The Chicks are back, and for me, they came just in time. It had been so long since their freedom-forward harmonies took up space in my playlists that I’d forgotten their empowering influence. In fact, maybe I hadn’t before consciously realized the extent to which The Chicks shaped me, but when their triumphant reemergence after a long, undue absence jolted me right back into the headspace they’d left me in years ago, the familiar feelings and attitudes they elicited shot right back in me.

The contrast between Chicks and no Chicks is noticeable and profound. Hearing their voices in 2020 in the midst of isolation and uncertainty has been a gift. I know I am not the only one relishing in their powerful new album and the rediscovery of the songs that tell us to be daring, stand up for ourselves, know ourselves, and love and live bravely.

Growing up, I wonder, if it weren’t for The Chicks, where I would have heard words that pushed me to find my own Wide Open Spaces to explore, or that playfully supported me in being Ready to Run from the conventional, restrictive expectations that ran rampant in my conservative, south central US hometown. I had many of these songs woven into my life, in the form of pre-race motivation, inside jokes with friends, and even songs I learned in a brief but honest attempt at singing lessons. I still remember a high school friend and I shrugging off criticism of our impromptu duet choice of Goodbye Earl, which was the big controversy because of its lighthearted approach to abusive husband murder. The Chicks’ messages of female power were pervasive in lyrics and performance that was reified by their pervasiveness in pop culture. They seeped into my subconscious in the best possible way.

When The Chicks boycott happened, I somehow missed the impact. I remember liking that Natalie spoke out against the war, but I don’t think I grasped the whole impact of the backlash. I didn’t have their last 2 albums, and their fierce responses in Truth No. 2 performances and Taking the Long Way tracks slid past my notice.

Away playing soccer in college, my Chicks CDs were still in my rotation but were overshadowed by rap and pop music that played in the locker room and at our dive bars and clubs. Looking back now, I wish I kept them at the forefront of my playlist. Their messages and presence would have been just what I needed. Alicia Keys was a good stand in. I remember listening to Superwoman on repeat in times when I needed a boost.

Anyway, The Chicks, like many musicians, faded into history as we all moved on, and I didn’t think twice about it. And then last week I found Gaslighter. How I missed it earlier this year, I don’t know. I blame it on dissertation writing. Once I finally stumbled across it, I listened on repeat for three days. I watched their DCX MMXVI concert on Amazon Prime. I listened to their old stuff and their podcast interview with Zane Lowe. I highly recommend any and all of this to everyone.

With the election coming up on Tuesday, I have felt lately like I just need to keep myself distracted. I try to do the tasks that I can to keep my life on track while my mind runs rampant with worst case scenarios for next week. The Chicks new album offers a bit of perspective in this frontier. It offers an outlet for anger, sorrow, introspection, compassion, and solidarity with current social justice and environmental movements. Again, The Chicks, in their unbreakable three line front, showcase a path that challenges helplessness in the face of abusive power.

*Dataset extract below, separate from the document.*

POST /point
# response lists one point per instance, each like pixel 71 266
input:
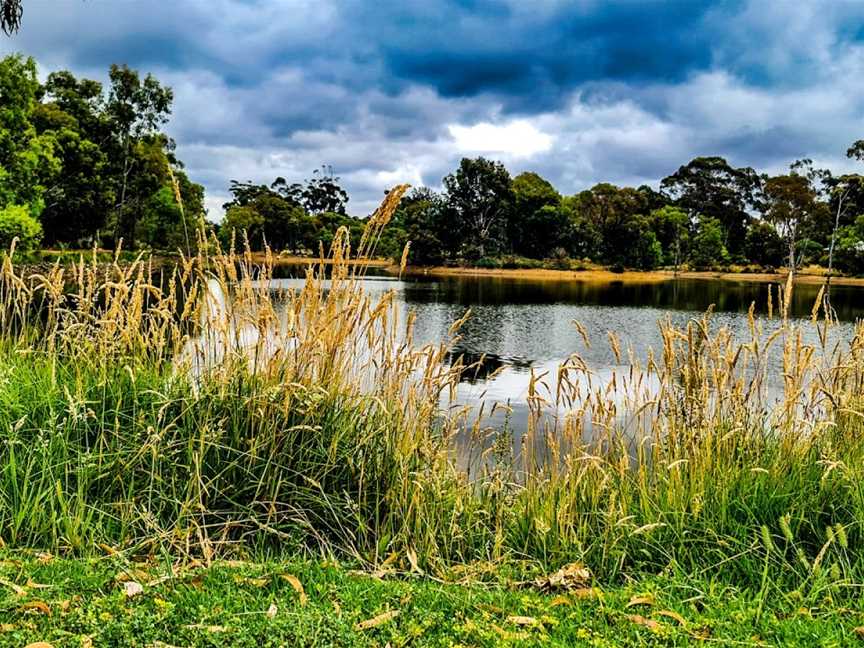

To anyone who grew up with The Chicks or followed their career through any transitional moment in life, Gaslighter is our dog whistle. It’s a call to spark that powerful, defiant voice that shaped how we view the world and how we don’t fall into habits of fear and helplessness. The Chicks remind us that our everyday villains will get what’s coming to them and that we can bring about this process by vulnerably opening ourselves up and showing up to confront them. They remind us we’re not alone in the fight against the establishment and that even when we feel pummeled by their attacks, we will rise again stronger and more bad ass than ever.